Werner Baßler (2 October 1921 – 21 October 1999) was a German footballer who played as a forward.

Early life 
Baßler's footballing career started at the youth side of 1. FC Kaiserslautern, where he played with Fritz Walter and Richard Schneider. Werner was a multi-talented athlete who played handball, track, field and he also cycled.

Career

Gauliga 
In 1938 he appeared in the first team of 1. FC Kaiserslautern. In the 1939/1940 season were the champions of the Saarpfalz region in the Gauliga Südwest, however couldn't advance to the finals of the German Championship, after losing 4:7 on aggregate to Kickers Offenbach. In the 1941/1942 Gauliga Westmark season, Werner scored 21 goals. For the first time 1. FC Kaiserslautern advanced to the German Championship. On May 10, 1942, 1. FC Kaiserslautern beat SV Waldhof Mannheim 7:1 with Werner scoring a goal. Unfortunately 1. FC Kaiserslautern could not progress further, as they lost 3:9, on aggregate, to a Schalke side that boasted the likes of Fritz Szepan and Ernst Kuzorra.
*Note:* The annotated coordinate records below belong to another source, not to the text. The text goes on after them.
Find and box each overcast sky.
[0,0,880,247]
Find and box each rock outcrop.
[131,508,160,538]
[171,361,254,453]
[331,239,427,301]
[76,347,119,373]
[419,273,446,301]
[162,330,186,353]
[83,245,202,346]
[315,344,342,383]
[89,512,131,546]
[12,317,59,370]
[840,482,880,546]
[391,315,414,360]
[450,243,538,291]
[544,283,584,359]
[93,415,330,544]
Werner was drafted into the navy in 1942 and would play as a war-guest for Holstein Kiel for two seasons. He would play just a few more games for 1. FC Kaiserslautern before the introduction of the Oberliga

Oberliga 
Werner's first game in the Oberliga came against Phoenix Ludwigshafen, Werner scored 3 in a 10–0 victory. Up until 1950/1951, 1. FC Kaiserslautern would win four Oberliga Sudwest championships. 1947/1948 was a great year for 1. FC Kaiserslautern, as they won the championship with a 151:18 ratio of goalscored to goals conceded. Werner ended up with 28 goals in the championship, which put him in 4th place. First place was none other than teammate Ottmar Walter with 51 goals. The next season would be even better for Werner as he totalled a record 54 goals for 1. FC Kaiserslautern. The following season Baßler scored another 45 goals, equal to Ottmar Walter. In 1951, Baßler finished with 25 goals, behind Ottmar Walter, who scored 28 goals. In 1951, together with the 1. FC Kaiserslautern team, he was awarded the Silver Laurel Leaf

In the Oberliga Südwest he played 215 games from 1945 to 1957, scoring 226 goals. Baßler played his last competitive game for the Red Devils in the final round of 1957 on June 9 in Hannover, against the defending champions Borussia Dortmund, when Lautern lost 2-3 goals in front of 75,000 spectators, he had to deal with the 23-year-old Borussia left winger Helmut Kapitulski.

Later life 
Baßler was employed as a construction mechanic by the sewing machine manufacturer Pfaff in Kaiserslautern and, after his return from Mannheim, also ran a lottery and pools acceptance point. According to his own records, Baßler scored at least 1388 goals during his career.